Digital Therapeutics in Korea at 'Early Stage' of Expansion, 92 Products in Clinical Trials

As of the 21st, there are currently 92 prototypes of digital therapeutics (Digital Therapeutics·DTx) that have received clinical trial approval in South Korea.

According to the Ministry of Food and Drug Safety, 92 prototypes from 52 companies are undergoing clinical trials, including NewNaps' therapeutic device for improving visual field defects after brain injury, SR Patetherapeutics' therapeutic device for pediatric myopia patients, F&IKorea's nicotine addiction treatment device, and MindsAI's emotional disorder treatment software. Even if only about half of these receive final approval, the number of digital therapeutics released in the domestic market will exceed 50.

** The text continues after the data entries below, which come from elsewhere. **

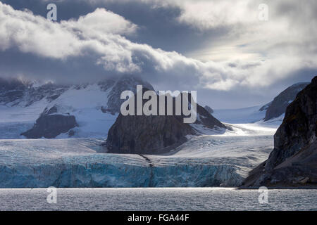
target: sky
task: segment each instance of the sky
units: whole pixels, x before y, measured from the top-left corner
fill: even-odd
[[[1,0],[0,77],[137,75],[213,108],[263,105],[317,75],[316,12],[316,0]]]

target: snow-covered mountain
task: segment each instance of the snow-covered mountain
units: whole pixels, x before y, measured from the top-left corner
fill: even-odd
[[[231,124],[260,123],[266,127],[278,127],[284,119],[286,108],[297,94],[309,82],[293,84],[264,105],[237,109],[216,109],[213,115],[223,122]]]
[[[0,139],[23,138],[42,113],[71,115],[78,126],[74,137],[102,137],[114,123],[124,90],[136,91],[137,84],[149,89],[149,83],[135,77],[111,78],[95,84],[37,84],[22,80],[0,80]],[[49,112],[49,113],[47,113]],[[62,134],[57,137],[67,137]]]

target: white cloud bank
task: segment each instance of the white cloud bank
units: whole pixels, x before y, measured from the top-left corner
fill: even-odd
[[[152,7],[168,7],[171,4],[142,1],[153,2]],[[252,20],[250,22],[248,18],[254,14],[247,14],[249,1],[231,6],[229,11],[227,9],[230,6],[223,1],[208,2],[173,1],[182,9],[177,20],[201,30],[232,26],[232,32],[224,37],[223,45],[247,44],[244,49],[256,51],[257,58],[247,63],[240,60],[203,62],[128,40],[123,35],[135,34],[137,25],[105,9],[97,8],[78,20],[53,22],[30,11],[14,10],[1,2],[0,51],[14,47],[22,52],[61,60],[94,55],[96,63],[107,71],[139,74],[147,76],[149,82],[166,83],[182,89],[229,90],[241,86],[266,86],[303,65],[317,68],[316,57],[311,57],[316,56],[316,51],[313,44],[316,26],[312,32],[311,30],[312,37],[306,37],[307,28],[300,25],[297,25],[299,32],[289,30],[287,19],[280,18],[261,25],[259,21],[256,24]],[[244,10],[237,12],[235,8]],[[281,37],[287,39],[281,40]],[[305,48],[299,48],[299,45]],[[309,51],[304,52],[302,49]],[[237,47],[235,53],[240,50]]]

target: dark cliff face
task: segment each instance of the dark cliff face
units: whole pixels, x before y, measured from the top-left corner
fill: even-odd
[[[298,83],[289,86],[282,91],[274,100],[263,105],[260,110],[266,109],[264,121],[278,117],[286,111],[286,108],[295,99],[297,94],[302,91],[309,83]]]
[[[21,135],[27,139],[53,139],[78,126],[73,115],[55,114],[56,112],[56,107],[46,109],[37,120],[34,127]],[[70,136],[72,134],[73,131],[70,133]]]
[[[210,114],[213,114],[213,110],[211,107],[209,107],[209,106],[208,106],[208,105],[205,105],[204,108],[205,108],[205,110],[206,110],[207,112],[209,112]]]
[[[317,182],[317,77],[287,107],[268,159],[244,186],[303,186]]]
[[[147,89],[144,89],[143,91],[145,91]],[[175,98],[173,101],[175,115]],[[225,128],[198,104],[197,114],[199,120],[196,124],[208,128]],[[108,133],[105,146],[109,153],[156,154],[168,152],[186,141],[186,135],[197,134],[197,131],[189,124],[183,122],[183,118],[182,115],[123,116],[120,114]]]

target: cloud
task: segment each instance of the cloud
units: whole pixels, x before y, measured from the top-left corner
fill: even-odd
[[[127,37],[137,37],[139,27],[104,8],[97,8],[77,19],[52,22],[0,2],[0,39],[3,40],[0,50],[6,53],[17,49],[25,56],[37,56],[54,65],[58,64],[56,60],[60,61],[63,68],[68,65],[74,68],[67,70],[73,79],[97,79],[101,68],[106,74],[138,75],[164,89],[223,91],[265,87],[303,68],[317,68],[316,28],[308,35],[309,26],[303,25],[305,19],[293,25],[292,21],[296,20],[290,18],[290,13],[295,13],[286,6],[274,4],[274,9],[271,10],[272,6],[269,8],[272,11],[269,21],[263,22],[257,20],[256,4],[249,1],[135,1],[149,8],[178,7],[180,13],[175,15],[174,22],[194,27],[199,33],[219,27],[226,27],[228,32],[221,39],[211,41],[211,47],[206,46],[204,51],[207,56],[200,60],[130,41]],[[100,4],[109,1],[90,1]],[[316,22],[310,10],[307,9],[307,15],[306,19]],[[201,51],[199,49],[197,53]],[[218,57],[217,62],[209,59],[215,56]],[[76,62],[85,63],[89,69],[95,66],[98,72],[87,71],[89,76],[85,76],[79,71],[82,66],[74,66]],[[50,75],[58,77],[54,72],[51,68]]]

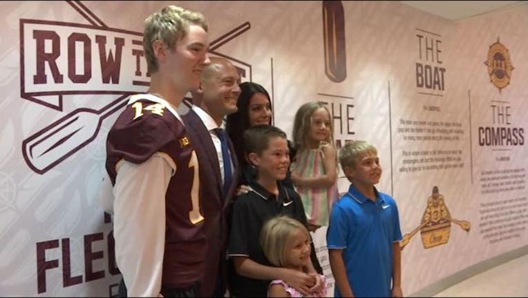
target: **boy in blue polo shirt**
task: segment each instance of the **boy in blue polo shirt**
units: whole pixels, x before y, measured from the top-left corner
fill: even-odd
[[[339,163],[351,184],[334,203],[326,234],[335,297],[402,297],[398,209],[374,187],[377,151],[365,141],[348,143]]]

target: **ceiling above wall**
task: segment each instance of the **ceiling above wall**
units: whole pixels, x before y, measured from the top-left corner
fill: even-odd
[[[451,21],[459,21],[492,11],[528,3],[526,1],[404,1],[400,2]]]

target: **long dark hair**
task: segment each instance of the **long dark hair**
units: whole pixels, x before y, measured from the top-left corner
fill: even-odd
[[[225,121],[225,130],[233,142],[236,157],[241,164],[247,163],[244,155],[244,132],[249,128],[249,101],[256,93],[262,93],[267,97],[270,106],[272,105],[270,95],[264,87],[253,82],[244,82],[240,84],[241,95],[236,102],[238,110],[236,112],[227,115]],[[270,123],[271,124],[271,120]]]

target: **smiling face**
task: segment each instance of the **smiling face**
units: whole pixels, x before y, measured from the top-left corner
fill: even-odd
[[[189,25],[174,50],[164,48],[163,53],[157,55],[160,71],[171,74],[171,83],[180,92],[198,89],[203,68],[210,63],[207,32],[198,25]]]
[[[328,112],[324,108],[319,108],[312,113],[308,137],[312,143],[319,143],[322,141],[328,141],[330,134],[330,119]]]
[[[263,93],[253,95],[249,99],[247,112],[250,126],[271,123],[272,104]]]
[[[286,139],[270,137],[267,148],[260,154],[251,152],[251,162],[258,168],[258,179],[282,180],[286,177],[290,166],[290,150]]]
[[[238,110],[239,77],[236,68],[227,60],[216,57],[211,60],[202,74],[202,101],[207,112],[221,123],[224,116]]]
[[[354,164],[346,166],[343,170],[353,185],[366,189],[379,182],[382,172],[379,157],[373,151],[360,154],[355,159]]]
[[[284,247],[285,266],[291,268],[302,268],[310,261],[310,237],[305,230],[296,228],[286,240]]]

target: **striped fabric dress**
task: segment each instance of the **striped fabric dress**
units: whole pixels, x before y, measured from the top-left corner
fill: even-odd
[[[324,153],[322,143],[317,149],[302,149],[295,155],[292,163],[294,169],[302,177],[317,177],[325,174]],[[308,188],[295,186],[303,201],[308,223],[316,226],[328,226],[328,217],[334,201],[339,198],[337,182],[328,188]]]

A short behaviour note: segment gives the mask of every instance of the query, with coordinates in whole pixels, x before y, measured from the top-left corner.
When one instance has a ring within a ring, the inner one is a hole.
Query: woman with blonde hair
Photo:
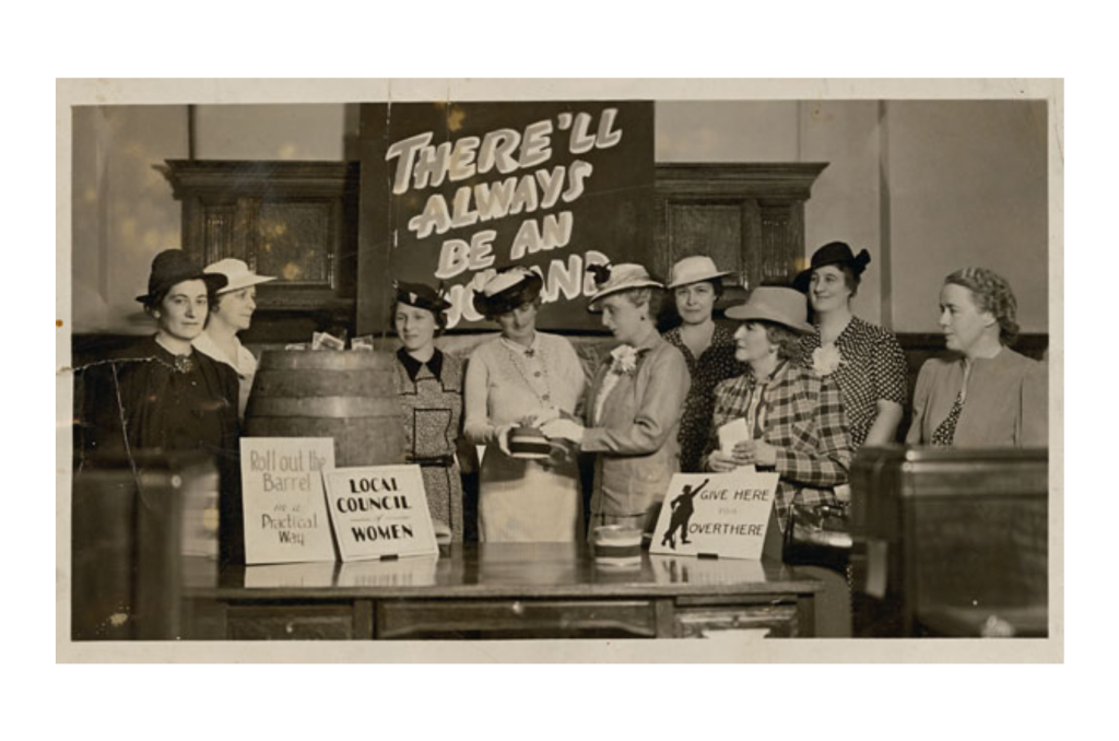
[[[910,444],[1045,447],[1049,373],[1010,349],[1017,300],[1005,278],[965,268],[940,289],[940,327],[951,355],[921,367]]]

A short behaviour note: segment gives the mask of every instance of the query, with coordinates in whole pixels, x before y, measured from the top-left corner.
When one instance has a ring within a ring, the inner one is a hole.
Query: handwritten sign
[[[777,473],[677,473],[649,553],[761,559]]]
[[[342,561],[439,554],[419,466],[339,468],[323,478]]]
[[[652,118],[632,101],[363,106],[358,332],[382,328],[392,279],[443,284],[449,327],[477,327],[474,289],[511,265],[544,280],[542,328],[591,327],[587,268],[648,261]]]
[[[242,438],[245,562],[335,561],[322,490],[330,438]]]

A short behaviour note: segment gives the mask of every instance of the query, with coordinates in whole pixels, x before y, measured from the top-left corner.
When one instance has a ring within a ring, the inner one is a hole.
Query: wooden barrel
[[[254,438],[333,438],[335,465],[404,462],[392,353],[267,350],[245,412]]]

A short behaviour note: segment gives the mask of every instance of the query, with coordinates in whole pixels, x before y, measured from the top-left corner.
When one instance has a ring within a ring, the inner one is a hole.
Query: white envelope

Digital therapeutics began to emerge in earnest in South Korea starting in 2023. Following the Ministry of Food and Drug Safety's approval of AimMed's insomnia treatment 'Somz' as the first digital therapeutic in February last year, a total of five products have received marketing authorization to date.

Digital therapeutics are also rapidly spreading in the global market. According to IQVIA, a pharmaceutical market research organization, as of October 2023, 37 DTx products have been launched in the United States, 56 in Germany, and 20 in the United Kingdom. The U.S. FDA first approved 'reSET' in 2017, and Germany enacted the Digital Healthcare Act (DVG) in 2019, establishing approval procedures and insurance coverage systems.

Although South Korea started somewhat later, the pace of regulatory development is fast. The Digital Medical Device Act, enacted in January, codified a separate regulatory framework for digital technology-based medical devices, including DTx. Accordingly, the Ministry of Food and Drug Safety has prepared approval and review guidelines, expanded communication with the industry, and supports clinical trials and approval procedures.

Nam Hyun-woo, a professor in the Department of Computer Science at Dongduk Women's University, advised, "It is encouraging that the Ministry of Food and Drug Safety is presenting standards and directions, but an objective evaluation system that can prove the safety and clinical efficacy of digital therapeutics should also be established."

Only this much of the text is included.